#Rihannaplane landed last night in New York, and while we wait on the final dispatches from our brave colleagues who were onboard, we thought we would take a moment to start looking at the album that has inspired the whole thing but been seemingly tucked a back seat pocket for the duration of the seven days. Who has time to talk dub-break downs when there’s Ace to be sipped and buses to catch! We get it.
But Unapologetic marks Rihanna’s seventh turn, and it brings to the table much to be reckoned with regarding quality and quantity and he-who-shall-not-be-named. There is also Rihanna’s confidence and swaggering deviance, and of course: “Diamonds.”
The Ones That Are Definitely About Chris Brown:
Otherwise known as or suspected to be: most of the album. And then of course there is the song where they together try to convince us that it’s not our business. She is, as we on the internet might say, a troll, and a very good one at that. She needs something to be Unapologetic about, and when her penchant for partying and profanity just won’t shock, she’s more than happy to bring in her trump card. She’s frequently defiant (“I still got my money/Who cares how you haters feel?” on “Pour It Up”) and defensive (“I was flying ’til you knocked me to the floor,” in “No Love Allowed”) of love that leaves bruises. And that’s to say nothing of the song they share (more on that in a second). Brown’s inclusion raises the #nophucksgiven stakes for Rihanna, but might make this otherwise very enjoyable album a tough one for some people to listen through. We couldn’t exactly blame you.
The One That Actually Features Chris Brown:
“Nobody’s Business,” is Rhianna at her most unapologetic. While the rest of the album has her throwing elbows and fighting for her right to be rich, to party hard, and to hang out with her one-time abuser, “Nobody’s Business” seems to have her feeling loose and having fun. And as heavy as Rihanna and Chris Brown’s history may sit with you, this song — summoning Michael Jackson as it does and so danceable as it is — is carefully crafted to leave you feeling the same way. It’s the most difficult song to reckon with, and also one of the album’s best. So, Rihanna wins this round while Brown, he and his MJ impression take the assist.
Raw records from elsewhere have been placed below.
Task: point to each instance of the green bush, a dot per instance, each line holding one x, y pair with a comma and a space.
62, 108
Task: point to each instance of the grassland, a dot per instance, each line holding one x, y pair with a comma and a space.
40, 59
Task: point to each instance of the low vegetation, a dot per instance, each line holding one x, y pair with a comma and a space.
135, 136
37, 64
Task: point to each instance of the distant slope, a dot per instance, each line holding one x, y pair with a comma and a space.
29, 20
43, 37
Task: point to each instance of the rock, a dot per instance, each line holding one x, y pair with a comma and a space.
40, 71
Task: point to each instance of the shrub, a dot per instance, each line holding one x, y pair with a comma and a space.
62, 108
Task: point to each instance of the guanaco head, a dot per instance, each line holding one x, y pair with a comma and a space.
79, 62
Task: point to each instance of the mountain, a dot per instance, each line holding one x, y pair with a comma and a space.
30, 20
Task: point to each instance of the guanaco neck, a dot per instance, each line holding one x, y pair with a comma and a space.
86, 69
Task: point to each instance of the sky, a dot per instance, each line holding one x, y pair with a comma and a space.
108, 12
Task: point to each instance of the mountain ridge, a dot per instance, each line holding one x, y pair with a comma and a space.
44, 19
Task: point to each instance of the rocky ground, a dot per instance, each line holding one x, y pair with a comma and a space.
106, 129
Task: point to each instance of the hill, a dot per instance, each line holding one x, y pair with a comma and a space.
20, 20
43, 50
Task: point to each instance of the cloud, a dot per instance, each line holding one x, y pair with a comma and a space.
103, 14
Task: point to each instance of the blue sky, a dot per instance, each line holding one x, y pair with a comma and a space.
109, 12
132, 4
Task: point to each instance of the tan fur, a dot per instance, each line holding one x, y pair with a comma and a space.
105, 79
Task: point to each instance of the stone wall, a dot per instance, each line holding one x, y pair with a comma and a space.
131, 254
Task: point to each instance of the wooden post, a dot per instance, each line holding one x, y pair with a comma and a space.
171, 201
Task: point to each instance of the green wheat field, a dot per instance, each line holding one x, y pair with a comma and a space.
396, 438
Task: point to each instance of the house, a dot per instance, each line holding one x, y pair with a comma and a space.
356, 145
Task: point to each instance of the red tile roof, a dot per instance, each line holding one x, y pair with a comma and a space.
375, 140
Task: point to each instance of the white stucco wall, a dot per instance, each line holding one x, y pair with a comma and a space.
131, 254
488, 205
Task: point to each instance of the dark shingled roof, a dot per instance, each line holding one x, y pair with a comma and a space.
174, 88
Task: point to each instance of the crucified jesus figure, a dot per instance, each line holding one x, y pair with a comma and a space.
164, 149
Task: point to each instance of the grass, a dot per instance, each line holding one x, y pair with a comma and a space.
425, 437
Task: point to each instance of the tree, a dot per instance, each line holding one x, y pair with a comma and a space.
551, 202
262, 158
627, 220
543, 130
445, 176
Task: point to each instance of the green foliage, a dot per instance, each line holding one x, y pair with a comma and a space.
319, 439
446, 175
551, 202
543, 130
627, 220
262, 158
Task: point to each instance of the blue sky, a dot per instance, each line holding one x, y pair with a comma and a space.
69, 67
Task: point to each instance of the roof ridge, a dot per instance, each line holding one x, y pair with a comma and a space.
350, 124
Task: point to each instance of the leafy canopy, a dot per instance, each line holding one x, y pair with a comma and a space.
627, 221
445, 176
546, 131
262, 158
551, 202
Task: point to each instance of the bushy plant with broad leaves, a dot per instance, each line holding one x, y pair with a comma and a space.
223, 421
She’s not done. “Love Without Tragedy/Mother Mary” comes next, dropping us like a thud as it lets the air out of the charade that was “Nobody’s Business ” The nearly 7-minute suit again keeps Brown close, but this time has Rihanna marking their relationship as tragic with worried admittances like: “You took the best years of my life / I took the best years of your life / Felt love struck me with a knife / I pray that love don’t strike twice.” At one point she swears she’ll change, at another she’s bracing herself for death, and whatever make-out-y feelings you were feeling after “Nobody’s Business” turn back to guilt. It makes for a confusing stretch, but probably also the most autobiographical ten minutes in her catalogue.
The Eardrum Altering:
Like every pop album this year must, Unapologetic embraces the Euro-womp that has so thoroughly infected airways, and particularly so with David Guetta‘s two contributions: “Phresh Out the Runway” and “Right Now” are gritty, grinding and guttural, and will for sure have parents jumping to turn down the volume if they ever make it to the radio.
Best Influence Guest Verse: “Loveeeeeee Song” has Future, an Atlanta rapper with an unbelievable knack for melody, almost moaning while he sings: “I hope I’m not sounding to desperate.” Rihanna sounds clear and bright by comparison. It’s rare and refreshing, even if she’s still singing about wanting to be someone’s “possession.”
Biggest Waste Of Space Guest Verse:
“Numb” swirls and slurs under the influence and is very, very good, but with no thanks due to Rihanna’s guest on the song Eminem. Despite her “get closer to me if you dare, I double dare” pleadings, he only manages to muster a butt police (“reear-reeaar”) joke and a mumbled something about bath salts. His real misstep though is his mention of “Love The Way You Lie,” their tormented duet from his 2010 Recovery that makes his turn here pass like a hallucination.
Biggest Disappointment / Best Surprise:
We really fell for “Stay” as it was debuted it on Saturday Night Live, spare and weighted with emotion and unlike anything we have come to expect from Rihanna. The album version still has Rihanna really singing, but she sounds bored, and Mikky Ekko’s part has the whole project sound like a Gotye song. It’s not bad, but feels deflated after that first performance. “What Now” finds her far more aching, and it turns out to be the most compelling of the album’s piano-led ballads. And while we’re here, Oddest Enunciation goes easily to the way she pronounces “mirror” in this song as “me-uh-ur.” Runner-up goes to “bidness” on “Nobody’s Business.” Rihanna, do you!
And The One Where She Sings Ginuwine‘s “Pony”?
“Jump” is great! As are: her get-hers anthem “Pour It Up” and, duh, “Diamonds.”
But that’s all just us! What did you think of Unapologetic?